30 juillet : Nous partons à sept heures, en direction de la Cochinchine. Nous arrivons à Tra Tan après dix heures de marche harassante, dont une heure dans le cours d'un ruisseau servant de chemin. Nous passons la nuit en jungle, sur un terrain infesté de sangsues.

Nous venons de parcourir 75 km en 36 heures

À la section, le sergent Béchir (un chibani) et trois tirailleurs continuent à respecter le Ramadan. Nous admirons leur ténacité, car ils marchent toute la journée sans manger, sans boire et sans fumer. Quand, au passage d'un ruisseau, chacun s'arrête pour boire à grandes lampées, eux, ils traversent stoïquement "l'oued" 1, sans regarder autour d'eux. La nuit, au lieu de dormir, ils préparent leurs repas.

31 juillet : Départ à quatre heures pour surprendre un bataillon VM (vietminh). C'était un "tuyau crevé" et nous nous retapons douze heures de marche pour revenir. "Marschieren, immer marschieren" 2...

Beaucoup d'hommes ont enlevé leurs souliers. Je termine les dix derniers kilomètres pieds nus avec les chaussures accrochées au ceinturon. Nous venons de parcourir 75 kilomètres en 36 heures. Pour rien et dans quel terrain !

À Tanh Linh, je m'écroule sur le bat flanc de bambou dans la case moï. Enfin dormir, dormir...

1er août : Repos. À l'ordinaire, toujours riz sauce tomate (achetée chez le Chinois), "singe" et biscuits.

2 août : Départ brutal à 11 heures, 18 kilomètres sur la piste de Suô Kiet, couverts en trois heures par une chaleur accablante, afin d'arriver à temps pour embarquer sur la "Rafale". Au dernier kilomètre, on compte de nombreux malades et traînards.

En arrivant au poste de Suô Kiet, on nous annonce que le radio s'est trompé de 24 heures et que le train ne passe que demain. Amère plaisanterie !

3 août : Embarquement sur la "Rafale" et bivouac à la gare de Muong Man pour attendre la correspondance avec Phan Thiet.

4 août : Retour à Phan Thiet pour la "navette" qui assure la liaison ferroviaire. Nous avons plus de 300 kilomètres dans les "pattes".

Le soir nous fonçons, en camion, à la rescousse du côté de PK 30, sur la route coloniale 1 (RC1). Nous arrivons trop tard, il ne nous reste plus qu'à ramener les corps des quatre tués de chez nous.

Les jours suivants, le tiers de notre section est passé à l'infirmerie, à la suite des fatigues subies pendant l'opération en pays moï. Je fais partie du lot pour un "début de palu". Les anciens appellent cela le "cadeau de bienvenue".
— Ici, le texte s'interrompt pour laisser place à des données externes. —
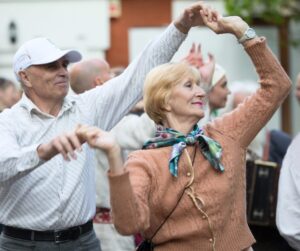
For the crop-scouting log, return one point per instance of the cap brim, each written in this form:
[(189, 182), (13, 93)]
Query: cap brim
[(71, 55)]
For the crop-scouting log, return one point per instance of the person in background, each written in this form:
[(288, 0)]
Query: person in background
[(288, 200), (186, 190), (89, 74), (297, 91), (47, 177), (131, 132), (9, 94), (214, 84)]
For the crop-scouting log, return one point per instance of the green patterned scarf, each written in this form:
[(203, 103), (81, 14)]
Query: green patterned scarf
[(211, 149)]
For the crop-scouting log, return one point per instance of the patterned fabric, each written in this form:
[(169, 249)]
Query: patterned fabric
[(211, 149)]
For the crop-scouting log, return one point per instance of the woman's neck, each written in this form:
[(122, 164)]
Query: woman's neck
[(184, 127)]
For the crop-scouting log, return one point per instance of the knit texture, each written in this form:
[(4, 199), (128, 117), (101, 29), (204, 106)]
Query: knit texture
[(146, 192)]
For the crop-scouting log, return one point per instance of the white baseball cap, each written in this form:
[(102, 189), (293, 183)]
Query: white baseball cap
[(219, 73), (40, 51)]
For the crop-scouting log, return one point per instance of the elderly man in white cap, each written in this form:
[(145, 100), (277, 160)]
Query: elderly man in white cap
[(47, 179)]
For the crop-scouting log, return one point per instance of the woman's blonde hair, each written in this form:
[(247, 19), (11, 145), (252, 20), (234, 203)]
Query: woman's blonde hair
[(159, 83)]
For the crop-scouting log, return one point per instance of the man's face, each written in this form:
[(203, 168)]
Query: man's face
[(48, 81), (9, 96), (298, 89), (105, 72)]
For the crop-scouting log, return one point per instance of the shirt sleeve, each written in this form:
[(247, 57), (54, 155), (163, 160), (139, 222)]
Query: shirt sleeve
[(288, 201), (110, 102), (15, 160), (244, 122)]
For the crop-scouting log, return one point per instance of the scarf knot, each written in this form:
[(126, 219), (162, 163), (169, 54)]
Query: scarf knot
[(210, 148)]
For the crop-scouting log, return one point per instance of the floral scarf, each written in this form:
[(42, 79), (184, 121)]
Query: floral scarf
[(210, 148)]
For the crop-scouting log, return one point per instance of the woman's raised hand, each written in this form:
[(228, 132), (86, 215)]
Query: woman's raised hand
[(97, 138), (191, 16), (231, 24)]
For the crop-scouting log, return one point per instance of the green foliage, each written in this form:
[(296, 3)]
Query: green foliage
[(270, 11)]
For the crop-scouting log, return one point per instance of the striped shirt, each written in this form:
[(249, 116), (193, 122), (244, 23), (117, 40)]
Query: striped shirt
[(58, 194)]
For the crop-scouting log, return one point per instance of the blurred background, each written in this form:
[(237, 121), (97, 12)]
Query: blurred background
[(117, 30)]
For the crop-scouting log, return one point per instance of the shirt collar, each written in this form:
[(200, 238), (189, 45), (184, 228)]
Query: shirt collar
[(27, 104)]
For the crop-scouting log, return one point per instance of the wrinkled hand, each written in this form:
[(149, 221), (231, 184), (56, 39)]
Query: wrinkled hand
[(194, 57), (207, 70), (191, 16), (232, 24), (66, 144), (97, 138)]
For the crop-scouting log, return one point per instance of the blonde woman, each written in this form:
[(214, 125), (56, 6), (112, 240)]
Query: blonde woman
[(186, 190)]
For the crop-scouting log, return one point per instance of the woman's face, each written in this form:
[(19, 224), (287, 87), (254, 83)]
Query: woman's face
[(217, 97), (186, 101)]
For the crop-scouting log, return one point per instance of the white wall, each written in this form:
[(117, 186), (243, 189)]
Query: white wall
[(83, 25), (225, 48)]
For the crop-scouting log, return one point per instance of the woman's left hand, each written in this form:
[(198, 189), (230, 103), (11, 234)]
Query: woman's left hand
[(220, 25)]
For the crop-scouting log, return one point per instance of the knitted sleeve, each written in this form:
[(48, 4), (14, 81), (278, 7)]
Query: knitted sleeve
[(130, 196), (243, 123)]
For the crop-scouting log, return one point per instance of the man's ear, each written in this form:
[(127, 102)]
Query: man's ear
[(25, 79), (167, 107), (98, 81)]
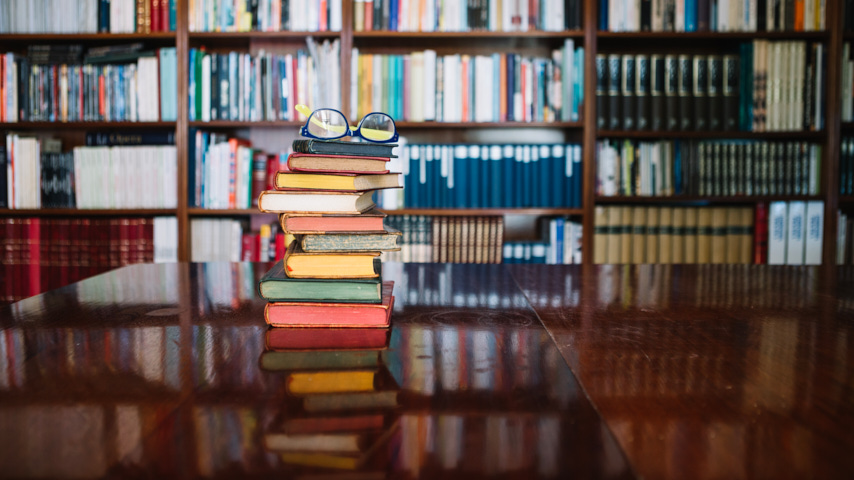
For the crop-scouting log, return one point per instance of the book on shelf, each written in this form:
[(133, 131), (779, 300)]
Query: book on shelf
[(708, 16), (344, 148), (88, 16), (509, 87), (339, 315), (239, 86), (488, 176), (707, 168), (493, 16), (304, 223), (312, 163), (354, 241), (276, 201), (265, 16), (344, 182), (276, 286), (288, 339), (301, 264)]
À cette première opération devaient se succéder d'autres, en brousse ou dans la rivière, moins harassantes, mais avec des résultats toujours aussi peu satisfaisants...

Nous avions souvent l'impression de "courir après du vent" car le Vietminh refusait l'accrochage. Par contre, il nous causa des pertes dans des embuscades soigneusement montées.

Et il en fut ainsi pendant les 28 mois de mon séjour.